The U.S. military Central Command has established a rule called General Order Number One that forbids active-duty troops from “trying to convert people to any religion.” In spite of this rule, the military has encountered a growing “problem” among their chaplains. Some Christian chaplains have continued to be involved in evangelization through Bible initiatives. “The effort is an example of what critics call a growing culture of militarized Christianity in the armed forces.”
It should come to no one’s surprise that Christian ministers serving as chaplains would seek to share the truth of the gospel in the hopes that many would believe and be saved. If the gospel is true and Jesus is the Savior of humanity, doesn’t it make logical sense that people convinced by such things would naturally want to share this news? The impact and influence of the gospel in such desperate situations such as war and conflict should not be underestimated. What hope can a soldier, caught in the line of fire, have unless he believes in Jesus as deliverer from pain, suffering, conflict, and death?

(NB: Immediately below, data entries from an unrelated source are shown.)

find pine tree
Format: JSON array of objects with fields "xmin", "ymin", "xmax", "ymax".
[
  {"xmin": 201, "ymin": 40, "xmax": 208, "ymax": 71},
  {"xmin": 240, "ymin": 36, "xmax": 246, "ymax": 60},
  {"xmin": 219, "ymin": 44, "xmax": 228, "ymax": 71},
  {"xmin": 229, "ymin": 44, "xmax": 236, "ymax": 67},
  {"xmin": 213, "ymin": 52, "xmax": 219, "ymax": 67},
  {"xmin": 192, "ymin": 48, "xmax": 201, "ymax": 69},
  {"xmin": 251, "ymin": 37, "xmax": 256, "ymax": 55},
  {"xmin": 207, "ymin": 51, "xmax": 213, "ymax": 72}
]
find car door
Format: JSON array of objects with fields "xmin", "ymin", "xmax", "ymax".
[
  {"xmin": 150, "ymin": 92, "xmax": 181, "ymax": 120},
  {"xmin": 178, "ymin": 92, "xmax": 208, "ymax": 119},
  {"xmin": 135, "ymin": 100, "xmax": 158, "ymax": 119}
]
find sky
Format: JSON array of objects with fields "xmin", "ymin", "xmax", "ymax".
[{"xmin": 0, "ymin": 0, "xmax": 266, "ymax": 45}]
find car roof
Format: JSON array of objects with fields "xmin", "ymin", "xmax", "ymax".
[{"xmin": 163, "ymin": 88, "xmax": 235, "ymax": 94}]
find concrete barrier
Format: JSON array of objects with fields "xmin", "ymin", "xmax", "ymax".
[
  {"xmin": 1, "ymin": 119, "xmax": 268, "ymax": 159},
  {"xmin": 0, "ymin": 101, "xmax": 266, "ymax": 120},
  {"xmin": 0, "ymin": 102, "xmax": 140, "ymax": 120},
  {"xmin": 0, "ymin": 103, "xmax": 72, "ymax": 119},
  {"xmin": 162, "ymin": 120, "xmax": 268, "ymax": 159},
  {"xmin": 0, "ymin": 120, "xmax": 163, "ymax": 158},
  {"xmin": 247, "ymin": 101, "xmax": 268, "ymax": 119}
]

On the flip side, some people would say that the mixing of religion and government via the military can be a dangerous thing. I see the implications of an amicable union to be detrimental to the church more than the government. State sponsored Christianity does not have a good track record. However, Kathryn Joyce also points to the negative aspects of Christian influence on public policy and military actions. The melding of both worlds raises the potential for holy war in the name of God’s will.
That leads me to my question for the week: How should Christian faith and secular government interact with one another? What type of relationship should they have?